RU220808U1 - Optical radiation receiver - Google Patents

Abstract

The utility model relates to measuring technology and can be used in microelectronics, metrology, the aviation and space industries. The device contains a housing with a cylindrical mounting disk and electrical inputs, on which a sensitive element substrate made of polyimide material is placed with highly efficient thermoelectric materials p-Bi _0.5 Sb _1.5 Te ₃ and n-Bi ₂ Te _2.7 Se _0.3 applied to it, switching and absorbing coatings, on which the cold junctions are located above the cylindrical mounting disk, and the hot junctions are located under the absorbing coating and form the receiving platform of the radiation receiver. The technical result of the proposed utility model is to increase the measurement accuracy.

Description

The utility model relates to measuring equipment. An optical radiation receiver is a photosensitive element of electronic equipment based on the thermoelectric principle of energy conversion and can be used in microelectronics, metrology, and the aviation and space industries.

Radiation detectors are used to measure the energy characteristics of the radiation being studied. The principle of operation of an optical radiation receiver is to convert the energy of the optical radiation under study into electrical energy, from the measurements of the parameters of which a conclusion is drawn about the energy parameters of the radiation.

Known optical radiation receivers US 9978926 B2, US 9857107 B2, using bulk thermoelectric materials to convert optical energy into electrical energy.

The disadvantages are low performance, high consumption of thermoelectric materials and high cost.

A known thermoelectric optical radiation receiver RU 2283481 C2 contains a receiving element made of sapphire, as well as thermoelectric branches made of alloys of bismuth, tin and tellurium.

The disadvantage of this solution is the high cost of the products and low measurement accuracy due to the use of low-efficiency thermoelectric materials and crystalline sapphire substrates.

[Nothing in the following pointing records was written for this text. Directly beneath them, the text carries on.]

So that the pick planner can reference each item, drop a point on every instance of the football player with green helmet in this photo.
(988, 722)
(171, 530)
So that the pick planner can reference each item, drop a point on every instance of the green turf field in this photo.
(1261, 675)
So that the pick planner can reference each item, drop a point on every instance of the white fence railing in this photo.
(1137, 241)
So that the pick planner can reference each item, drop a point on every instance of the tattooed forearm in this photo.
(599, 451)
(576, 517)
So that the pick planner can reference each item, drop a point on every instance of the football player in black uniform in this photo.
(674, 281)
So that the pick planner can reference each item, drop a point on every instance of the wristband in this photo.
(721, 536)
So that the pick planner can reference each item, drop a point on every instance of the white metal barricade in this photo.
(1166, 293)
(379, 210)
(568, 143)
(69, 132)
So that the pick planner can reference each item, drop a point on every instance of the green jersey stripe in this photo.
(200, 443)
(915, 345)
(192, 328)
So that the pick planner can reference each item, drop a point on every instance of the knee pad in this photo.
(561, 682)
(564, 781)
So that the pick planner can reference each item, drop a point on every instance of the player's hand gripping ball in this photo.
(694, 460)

The proposed optical radiation receiver is shown in Fig. 1 and is a housing with a cylindrical mounting disk and electrical inputs (1), on which the sensing element substrate (2) is located. A thermoelectric coating (3) is applied to the substrate and includes p- and n-type conductivity branches, which are arranged in such a way that the “hot junctions” are located in the center of the sensitive element substrate, and the “cold junctions” are located above the cylindrical mounting disk of the product body. A section of the absorbing coating (5) is applied above the hot junctions, forming the receiving platform of the optical radiation receiver. The switching coating (4) forms a series electrical connection of the thermoelectric branches. The extreme switching pads have electrical contact with the electrical inputs of the product body. The principle of operation of the product is as follows. Optical radiation is absorbed predominantly in the area of the receiving area of the optical radiation receiver due to the applied absorbing coating. The central region, in which the “hot junctions” are located, is heated relative to the peripheral region, in which the “cold junctions” are located. The resulting temperature difference, due to the thermoelectric effect, leads to the formation of an electrical voltage at the opposite “cold junctions”, which is proportional to the energy of the measured optical radiation.

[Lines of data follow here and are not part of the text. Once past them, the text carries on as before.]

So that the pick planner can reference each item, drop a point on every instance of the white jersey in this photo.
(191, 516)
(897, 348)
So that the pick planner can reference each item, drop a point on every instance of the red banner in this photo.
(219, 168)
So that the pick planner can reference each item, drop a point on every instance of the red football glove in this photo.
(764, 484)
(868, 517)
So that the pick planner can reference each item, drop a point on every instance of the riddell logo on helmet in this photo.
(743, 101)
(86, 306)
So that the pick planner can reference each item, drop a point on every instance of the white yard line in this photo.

The sensitivity, accuracy and range of perceived optical radiation powers depend on the efficiency of the thermoelectric materials used. Therefore, in the proposed solution, p-type thermoelectric legs are made of highly efficient material Bi _0.5 Sb _1.5 Te ₃ , and n-type thermoelectric legs are made of highly efficient material Bi ₂ Te _2.7 Se _0.3 , which have a high Seebeck coefficient, high electrical conductivity and low thermal conductivity relative to those traditionally used bismuth and antimony, which determines their high efficiency. The sensitivity, accuracy and range of perceived powers of optical radiation increase with a decrease in the heat capacity and thermal conductivity of the sensing element substrate, therefore, in the present solution, a polyimide material is used, which has low thermal conductivity and a thickness ranging from 10 to 200 microns. Polyimide materials are also significantly lower in cost than traditionally used crystalline substrates.

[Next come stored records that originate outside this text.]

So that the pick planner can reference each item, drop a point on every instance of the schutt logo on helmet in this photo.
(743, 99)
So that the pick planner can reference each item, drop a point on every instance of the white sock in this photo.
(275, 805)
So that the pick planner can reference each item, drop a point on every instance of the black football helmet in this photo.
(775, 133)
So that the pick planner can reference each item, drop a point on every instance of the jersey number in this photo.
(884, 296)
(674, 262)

The technical result of the proposed utility model is to increase the measurement accuracy.

Claims (1)

An optical radiation receiver consisting of a housing with a cylindrical mounting disk and electrical inputs, on which a sensitive element substrate with thermoelectric, switching and absorbing coatings applied to it is placed, with cold junctions located above the cylindrical mounting disk, and hot junctions located under the absorbing coating and form a receiving platform for a radiation receiver, characterized in that the p-type thermoelectric legs are made of high-performance material Bi _0.5 Sb _1.5 Te ₃ , and the n-type thermoelectric legs are made of high-performance material Bi ₂ Te _2.7 Se _0.3 , while the substrate of the sensitive element is made of polyimide material with a thickness of 10 to 200 microns.